On Sunday, May 31, the Petite Halle de la Villette (Paris 19th arrondissement) will host the first edition of Yokai Matsuri, a festival created and run by the Franco-Japanese singer and flautist Maïa Barouh—daughter of Pierre Barouh, founder of the Saravah label. The event will continue on June 28 and July 28, from 11 a.m. to midnight, with free entry until 20 p.m. and a musical program starting at 19:30 p.m. Conceived as a contemporary version of matsuri—the popular neighborhood festivals that have existed in Japan for hundreds of years—the festival is also inhabited by yokai, mythological creatures from Japanese folklore, both menacing and mischievous. Each evening takes the form of a masked ball where the boundaries between stage and audience, between tradition and underground, between human and creature, are deliberately blurred.

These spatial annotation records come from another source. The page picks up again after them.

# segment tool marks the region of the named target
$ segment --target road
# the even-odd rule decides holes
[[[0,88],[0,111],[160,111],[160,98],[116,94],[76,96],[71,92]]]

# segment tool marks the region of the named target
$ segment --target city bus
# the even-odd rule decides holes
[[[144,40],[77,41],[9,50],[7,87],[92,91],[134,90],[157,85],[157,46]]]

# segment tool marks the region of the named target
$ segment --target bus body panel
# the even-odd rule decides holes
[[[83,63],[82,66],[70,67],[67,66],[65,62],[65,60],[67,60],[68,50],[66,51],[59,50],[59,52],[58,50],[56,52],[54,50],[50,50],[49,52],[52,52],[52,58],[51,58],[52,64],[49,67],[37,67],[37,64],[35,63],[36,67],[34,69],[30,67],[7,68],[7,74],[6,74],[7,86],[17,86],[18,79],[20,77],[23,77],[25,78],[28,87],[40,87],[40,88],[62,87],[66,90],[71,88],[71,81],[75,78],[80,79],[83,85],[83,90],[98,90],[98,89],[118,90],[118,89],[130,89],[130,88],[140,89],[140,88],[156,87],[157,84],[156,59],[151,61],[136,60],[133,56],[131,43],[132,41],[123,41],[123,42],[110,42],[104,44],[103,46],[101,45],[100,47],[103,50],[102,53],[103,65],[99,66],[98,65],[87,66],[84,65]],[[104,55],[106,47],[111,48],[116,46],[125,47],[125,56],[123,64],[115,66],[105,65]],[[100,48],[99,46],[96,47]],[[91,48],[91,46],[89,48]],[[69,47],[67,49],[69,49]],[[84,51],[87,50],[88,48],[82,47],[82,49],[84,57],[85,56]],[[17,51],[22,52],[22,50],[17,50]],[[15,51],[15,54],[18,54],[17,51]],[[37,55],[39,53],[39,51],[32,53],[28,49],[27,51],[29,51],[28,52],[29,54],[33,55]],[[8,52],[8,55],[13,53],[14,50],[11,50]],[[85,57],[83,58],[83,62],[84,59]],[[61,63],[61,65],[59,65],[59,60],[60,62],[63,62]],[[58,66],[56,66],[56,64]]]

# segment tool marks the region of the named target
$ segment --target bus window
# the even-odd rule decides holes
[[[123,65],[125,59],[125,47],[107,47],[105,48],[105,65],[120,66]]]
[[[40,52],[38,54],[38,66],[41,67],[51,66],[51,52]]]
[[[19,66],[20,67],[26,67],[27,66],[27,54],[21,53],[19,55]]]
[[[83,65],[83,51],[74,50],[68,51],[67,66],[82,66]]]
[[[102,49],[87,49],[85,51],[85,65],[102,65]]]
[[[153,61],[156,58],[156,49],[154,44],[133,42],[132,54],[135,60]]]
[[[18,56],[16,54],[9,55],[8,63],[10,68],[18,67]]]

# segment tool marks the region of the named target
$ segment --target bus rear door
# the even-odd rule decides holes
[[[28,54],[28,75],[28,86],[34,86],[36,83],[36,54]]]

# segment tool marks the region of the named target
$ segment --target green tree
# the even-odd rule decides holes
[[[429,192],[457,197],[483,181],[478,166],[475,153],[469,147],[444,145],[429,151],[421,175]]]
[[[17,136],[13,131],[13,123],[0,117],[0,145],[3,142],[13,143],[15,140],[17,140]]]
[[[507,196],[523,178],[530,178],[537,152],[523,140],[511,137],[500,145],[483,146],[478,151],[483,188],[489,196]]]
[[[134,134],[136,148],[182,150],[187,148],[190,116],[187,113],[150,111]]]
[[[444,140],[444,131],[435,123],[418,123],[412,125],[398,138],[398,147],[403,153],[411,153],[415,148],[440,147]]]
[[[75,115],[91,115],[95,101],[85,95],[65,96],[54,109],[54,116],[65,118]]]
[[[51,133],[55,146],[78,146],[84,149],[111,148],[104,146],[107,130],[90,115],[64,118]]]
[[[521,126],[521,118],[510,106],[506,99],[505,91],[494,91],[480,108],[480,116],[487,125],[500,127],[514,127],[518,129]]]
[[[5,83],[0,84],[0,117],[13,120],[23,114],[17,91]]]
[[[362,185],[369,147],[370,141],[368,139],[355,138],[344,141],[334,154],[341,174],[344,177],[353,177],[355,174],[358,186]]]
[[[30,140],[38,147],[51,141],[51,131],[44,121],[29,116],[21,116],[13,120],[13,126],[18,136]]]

An idea that had been gestating for twenty years, three evenings as a preview.
The idea had been brewing for some twenty years in Maïa Barouh's mind, fueled by her years spent in Tokyo's queer underground and cabaret scene. "Anything hybrid interests me. This festival aims to celebrate the strange, everything that doesn't fit into any boxes," she explained to France Télévisions. For this first installment, the invited groups come from Europe but are all rooted in Japanese culture. On May 31, Mitsune—a Berlin-based quartet made up of Japanese musicians and their Australian and Greek collaborators—blends shamisen tsugaru, percussion, bass, and ritualistic psychedelia. Their album Hazama (2022) reached the top 10 of the Transglobal World Music Chart. The stages will also feature DJ Mask, co-founder of the 180g label specializing in the Japanese music scene, and the collective Les Nekomata, dancers and circus performers who emerge from the audience to disrupt its perceptions. On June 28, the Belgian-Japanese duo Alek et les Japonaises will bring their hybrid pop, blending city pop, tropicalia, and new wave. July 28 will feature the Seppuku Pistols, a Tokyo-based collective of around twenty members who combine punk, traditional instruments (shamisen, biwa, shakuhachi, taiko), and Edo-era heritage in street and trance performances. An expanded three- or four-day version of the festival is planned for October 2026.